Morgan and Laura would sometimes spend an afternoon together walking along the Thames as far as the London and Southwark Bridges. She was always full of questions about his family and his home. She wanted to know all about why he went to sea, and why he chose to sail with the London Line. He told her about his brother Abraham and his quest to find out what had happened to him. She always seemed interested and wanted to hear more. He revealed to her the puzzling information he had received from John Taylor, and how he was looking for one English sailor in particular, named William Blackwood. She’d said she would ask around the taverns and the boarding houses to see if any of the girls had heard of Blackwood or a ship called the Charon.

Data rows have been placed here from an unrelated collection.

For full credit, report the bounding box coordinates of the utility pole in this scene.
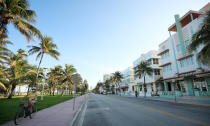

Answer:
[73,83,77,110]
[41,68,47,100]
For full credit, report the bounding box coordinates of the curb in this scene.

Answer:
[69,95,87,126]
[170,102,210,108]
[114,96,210,108]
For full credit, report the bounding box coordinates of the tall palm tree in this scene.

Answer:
[0,65,6,90]
[61,64,77,96]
[0,0,42,41]
[189,11,210,66]
[82,80,88,94]
[0,36,12,64]
[6,49,30,99]
[134,61,153,97]
[113,71,123,96]
[28,36,60,85]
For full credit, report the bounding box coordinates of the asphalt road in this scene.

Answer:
[77,94,210,126]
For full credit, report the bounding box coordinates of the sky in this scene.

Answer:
[8,0,209,88]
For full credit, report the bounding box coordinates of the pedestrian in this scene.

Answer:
[135,91,138,98]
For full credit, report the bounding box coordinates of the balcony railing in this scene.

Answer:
[195,91,210,96]
[158,91,183,97]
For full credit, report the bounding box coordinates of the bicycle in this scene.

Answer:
[14,101,37,125]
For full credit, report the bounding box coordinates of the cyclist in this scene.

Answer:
[25,87,38,113]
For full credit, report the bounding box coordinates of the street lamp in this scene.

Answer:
[41,68,47,100]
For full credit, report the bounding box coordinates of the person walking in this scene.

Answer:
[135,91,138,98]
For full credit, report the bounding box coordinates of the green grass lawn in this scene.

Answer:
[0,95,72,124]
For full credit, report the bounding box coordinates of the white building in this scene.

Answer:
[133,50,161,96]
[116,67,135,95]
[159,3,210,96]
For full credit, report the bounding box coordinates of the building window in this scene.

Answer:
[152,59,159,64]
[154,69,160,75]
[185,40,190,48]
[147,59,152,65]
[161,51,170,59]
[163,64,172,72]
[176,44,181,52]
[179,57,194,67]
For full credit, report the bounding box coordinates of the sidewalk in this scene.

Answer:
[120,95,210,108]
[1,96,85,126]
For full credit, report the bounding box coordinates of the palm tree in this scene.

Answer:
[113,71,123,96]
[82,80,88,94]
[134,61,153,97]
[0,36,12,64]
[61,64,77,96]
[6,49,30,99]
[28,36,60,85]
[0,0,42,41]
[72,73,82,92]
[189,11,210,66]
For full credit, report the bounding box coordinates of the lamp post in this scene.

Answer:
[172,79,176,102]
[73,83,77,110]
[41,68,47,100]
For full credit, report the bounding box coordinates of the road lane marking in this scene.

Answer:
[106,98,210,126]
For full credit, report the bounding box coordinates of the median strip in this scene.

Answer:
[107,98,210,126]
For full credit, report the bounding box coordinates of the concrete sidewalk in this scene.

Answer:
[1,96,85,126]
[120,95,210,108]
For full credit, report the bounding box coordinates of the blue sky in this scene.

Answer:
[6,0,208,87]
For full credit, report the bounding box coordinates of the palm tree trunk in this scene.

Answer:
[0,20,8,36]
[118,83,121,96]
[8,84,16,99]
[36,53,44,86]
[53,87,55,96]
[144,76,146,98]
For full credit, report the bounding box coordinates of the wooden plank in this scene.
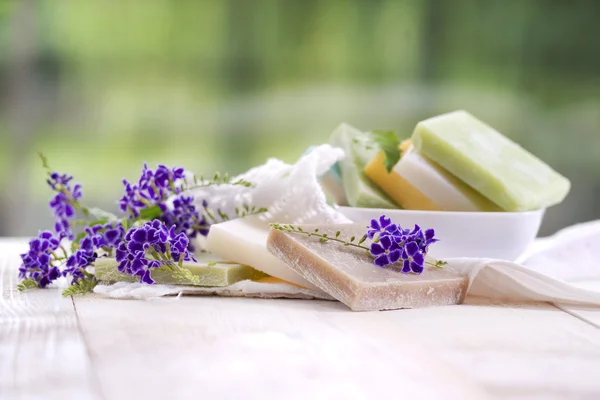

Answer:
[71,296,487,399]
[365,298,600,399]
[0,240,102,399]
[557,280,600,328]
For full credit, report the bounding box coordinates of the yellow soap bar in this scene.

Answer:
[364,150,441,211]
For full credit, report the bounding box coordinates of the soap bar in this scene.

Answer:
[267,224,468,311]
[206,216,319,290]
[94,258,267,287]
[365,152,442,211]
[330,124,398,209]
[412,111,571,211]
[365,145,501,211]
[304,146,348,206]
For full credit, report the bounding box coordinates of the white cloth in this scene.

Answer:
[95,145,600,306]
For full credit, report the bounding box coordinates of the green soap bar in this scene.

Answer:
[94,258,268,287]
[412,110,571,211]
[330,124,398,209]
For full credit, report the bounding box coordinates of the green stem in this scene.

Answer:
[271,224,370,251]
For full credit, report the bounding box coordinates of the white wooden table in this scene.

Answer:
[0,239,600,399]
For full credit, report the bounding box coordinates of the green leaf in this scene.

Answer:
[62,278,98,297]
[139,206,162,221]
[369,130,400,172]
[88,207,119,226]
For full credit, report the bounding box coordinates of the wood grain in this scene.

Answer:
[0,240,600,399]
[0,240,102,399]
[71,297,486,399]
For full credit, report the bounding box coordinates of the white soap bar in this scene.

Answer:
[206,216,321,292]
[394,145,501,211]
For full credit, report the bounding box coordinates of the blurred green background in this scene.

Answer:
[0,0,600,236]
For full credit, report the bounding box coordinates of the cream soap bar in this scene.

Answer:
[412,111,571,211]
[267,224,468,311]
[94,258,266,287]
[206,216,318,290]
[330,124,398,209]
[393,146,501,211]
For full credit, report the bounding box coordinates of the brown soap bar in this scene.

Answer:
[267,223,468,311]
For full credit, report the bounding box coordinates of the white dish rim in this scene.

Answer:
[333,204,546,218]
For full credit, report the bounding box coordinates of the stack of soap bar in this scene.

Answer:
[365,145,500,211]
[330,124,398,208]
[268,224,468,311]
[206,216,319,290]
[412,111,570,211]
[94,258,267,287]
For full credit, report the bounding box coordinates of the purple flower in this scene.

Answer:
[63,236,98,282]
[369,236,402,267]
[85,223,125,251]
[48,172,83,239]
[367,215,398,239]
[159,195,209,251]
[367,215,438,274]
[402,242,425,274]
[116,220,196,284]
[19,231,61,288]
[119,164,185,217]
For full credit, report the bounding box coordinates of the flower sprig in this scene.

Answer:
[17,153,267,296]
[116,220,199,284]
[271,215,446,274]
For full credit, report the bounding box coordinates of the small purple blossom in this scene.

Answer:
[367,215,438,274]
[19,231,61,288]
[63,236,98,282]
[159,195,209,251]
[119,164,185,217]
[116,220,196,284]
[369,236,402,267]
[402,242,425,274]
[47,172,83,239]
[367,215,398,239]
[85,223,125,251]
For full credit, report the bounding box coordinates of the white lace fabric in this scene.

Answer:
[95,145,600,306]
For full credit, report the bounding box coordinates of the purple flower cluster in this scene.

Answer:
[47,172,83,239]
[367,215,438,274]
[19,231,61,288]
[85,223,125,251]
[64,236,98,282]
[65,223,125,281]
[116,220,196,284]
[119,164,185,217]
[160,195,208,244]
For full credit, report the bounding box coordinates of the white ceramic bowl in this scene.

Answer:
[337,207,545,261]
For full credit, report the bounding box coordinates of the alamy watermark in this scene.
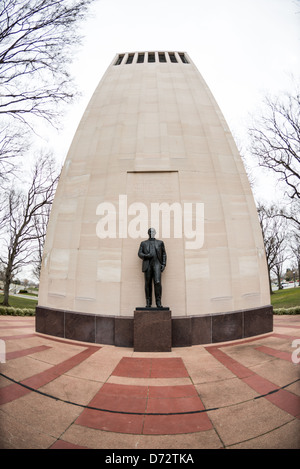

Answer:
[96,195,204,249]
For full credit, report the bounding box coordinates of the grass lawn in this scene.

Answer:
[0,294,37,309]
[271,287,300,309]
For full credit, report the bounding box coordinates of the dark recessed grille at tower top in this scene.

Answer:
[114,52,189,65]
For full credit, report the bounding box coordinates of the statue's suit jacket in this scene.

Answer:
[138,239,167,272]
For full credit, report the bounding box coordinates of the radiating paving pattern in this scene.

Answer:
[76,357,212,435]
[0,316,300,449]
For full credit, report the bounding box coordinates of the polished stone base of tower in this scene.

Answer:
[36,306,273,352]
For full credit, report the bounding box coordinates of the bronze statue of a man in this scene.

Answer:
[138,228,167,308]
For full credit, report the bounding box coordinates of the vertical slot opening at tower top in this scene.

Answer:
[179,52,189,64]
[148,52,155,63]
[126,54,134,64]
[115,54,124,65]
[169,52,177,63]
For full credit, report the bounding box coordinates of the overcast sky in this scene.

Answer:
[48,0,300,200]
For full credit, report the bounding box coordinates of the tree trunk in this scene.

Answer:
[3,269,10,306]
[268,269,273,295]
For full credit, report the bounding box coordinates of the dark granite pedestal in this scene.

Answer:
[133,307,172,352]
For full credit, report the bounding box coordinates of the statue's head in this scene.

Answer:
[148,228,156,238]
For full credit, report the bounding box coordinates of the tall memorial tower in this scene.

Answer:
[36,52,273,347]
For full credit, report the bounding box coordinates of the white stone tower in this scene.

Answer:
[36,52,273,346]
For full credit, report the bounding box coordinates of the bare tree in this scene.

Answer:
[0,0,96,179]
[0,0,92,120]
[250,93,300,199]
[257,203,288,294]
[249,90,300,229]
[0,156,59,306]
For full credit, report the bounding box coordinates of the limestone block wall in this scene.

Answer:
[39,52,270,318]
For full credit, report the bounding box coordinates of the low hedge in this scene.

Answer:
[0,306,35,316]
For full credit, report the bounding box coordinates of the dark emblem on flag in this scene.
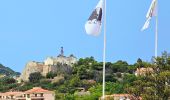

Morgan was thinking about this as he stood by the helm looking into the darkness, puffing on his cigar. A sudden gust of wind caused him to reach for one of the windward stays to keep his balance. Sea spray splashed his face and his thoughts abruptly shifted to his own career. The last two years had brought so much change in his life. He remembered when he first got the news that he was to be promoted. It was in the summer of 1827. They’d just arrived off Sandy Hook. The captain had given the order to square the yards. One of those fast newspaper schooners had come alongside, the reporter shouting the startling headline that slavery had been legally abolished in New York on July 4, Independence Day. That same afternoon, Captain Champlin gave him the good news that he would be promoting him to second mate. He was turning the Hudson over to his brother, Christopher, and Morgan would be serving as one of his new ship’s officers. It had all happened so quickly.

He thought back to Henry Champlin’s last words to him as he stepped off the Hudson in New York.

“I suppose you wonder why I decided to promote you, Morgan.”

“Yes, sir.”

“I can tell you that Mr. Griswold thought you were too young. So did my brother.”

“Yes, sir,” Morgan replied glumly as he watched Champlin fold his arms over his chest.

“But I told them I’d observed that you had a watchful eye and a keen desire to know the reason why of anything, two important and desirable traits out on the open Atlantic highway. You were a good sailor man, I told them, with a ready smile no matter the weather, and if we didn’t promote you soon we might lose you to another line.”

Champlin paused to take in a deep breath, then straightened his back and adopted an air of frigid dignity. He looked around to make sure that no one was listening, and then began speaking in a more serious tone of voice.

“But that’s not why I wanted you as a ship’s officer, Morgan. No, the real reason I wanted to promote you is over the years I saw some rare leadership skills in you, most particularly in the way you handled Jack Brown. You showed me then that you were a sailor at your best when the weather was at its worst.”